Kegiatan tersebut dihadiri oleh Kepala Desa Raja Aswin Markosuma beserta perangkat dan seluruh kepala dusun, Kejari PALI yang diwakili Jaksa Fungsional Rido Wiragama, Kapolres PALI diwakili Kanit Intelkam Iptu Aldi dan anggota Tipikor Briptu Abdi, Kabid Pemerintahan DPMD PALI Rahmat Dinata, S.TP, Babinsa Joko, Bhabinkamtibmas Beni, Ketua BPD Aswar Anas beserta anggota, pendamping desa, tokoh adat, Ketua LPMD, serta anggota Linmas Desa Raja.

Camat Tanah Abang, Dadang Afriandy, SH., M.Si, dalam sambutannya menyampaikan apresiasi atas terselenggaranya kegiatan tersebut sebagai langkah penting untuk memperkuat integritas aparatur desa.
“Melalui sosialisasi ini diharapkan seluruh perangkat desa memahami aturan hukum, agar dalam menjalankan tugas tidak melanggar ketentuan yang dapat berujung pada permasalahan hukum,” ujar Dadang saat membuka kegiatan.
Sementara itu, Rahmat Dinata, S.TP, Kabid Pemerintahan DPMD PALI yang mewakili Kepala Dinas PMD Edy Irwan, SE., M.Si., mengatakan bahwa pemerintah daerah berkomitmen mendorong tata kelola pemerintahan desa yang transparan dan akuntabel.
“Kami mengingatkan agar pengelolaan keuangan desa dilakukan sesuai aturan dan selalu berkoordinasi dengan pendamping serta pihak kecamatan,” ujarnya.
Dari unsur kepolisian, Iptu Aldi menyampaikan materi tentang tindak pidana umum dan korupsi di lingkungan aparatur desa.
“Pencegahan lebih baik daripada penindakan.

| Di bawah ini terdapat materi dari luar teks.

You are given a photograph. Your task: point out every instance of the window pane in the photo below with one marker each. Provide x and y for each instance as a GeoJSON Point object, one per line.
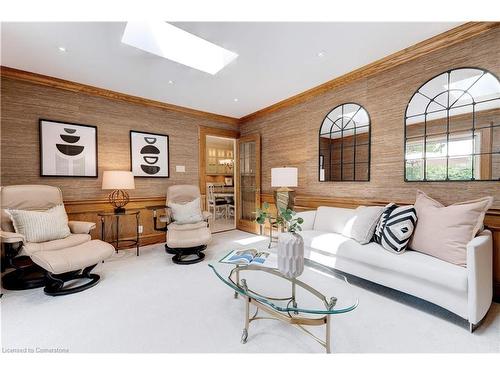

Jika ada keraguan dalam pengelolaan kegiatan atau dana desa, segera konsultasikan agar tidak menimbulkan pelanggaran,” tegasnya.
Sedangkan Rido Wiragama, Jaksa Fungsional Kejari PALI, menekankan pentingnya pendampingan hukum sejak awal agar pemerintah desa tidak terjerat masalah pidana.
“Kejaksaan siap memberikan pendampingan hukum bagi desa dalam menjalankan program pemerintah, selama dijalankan sesuai peraturan,” jelas Rido.
Kepala Desa Raja, Aswin Markosuma, menyambut baik kegiatan tersebut.
“Kami sangat berterima kasih atas pembinaan ini. Sosialisasi seperti ini menjadi bekal bagi perangkat desa agar lebih berhati-hati dan taat hukum,” tutupnya.
Dengan kegiatan tersebut, diharapkan seluruh aparatur Desa Raja semakin memahami batasan hukum dalam menjalankan tugas, sekaligus memperkuat komitmen untuk mewujudkan pemerintahan desa yang bersih dan bebas dari praktik korupsi.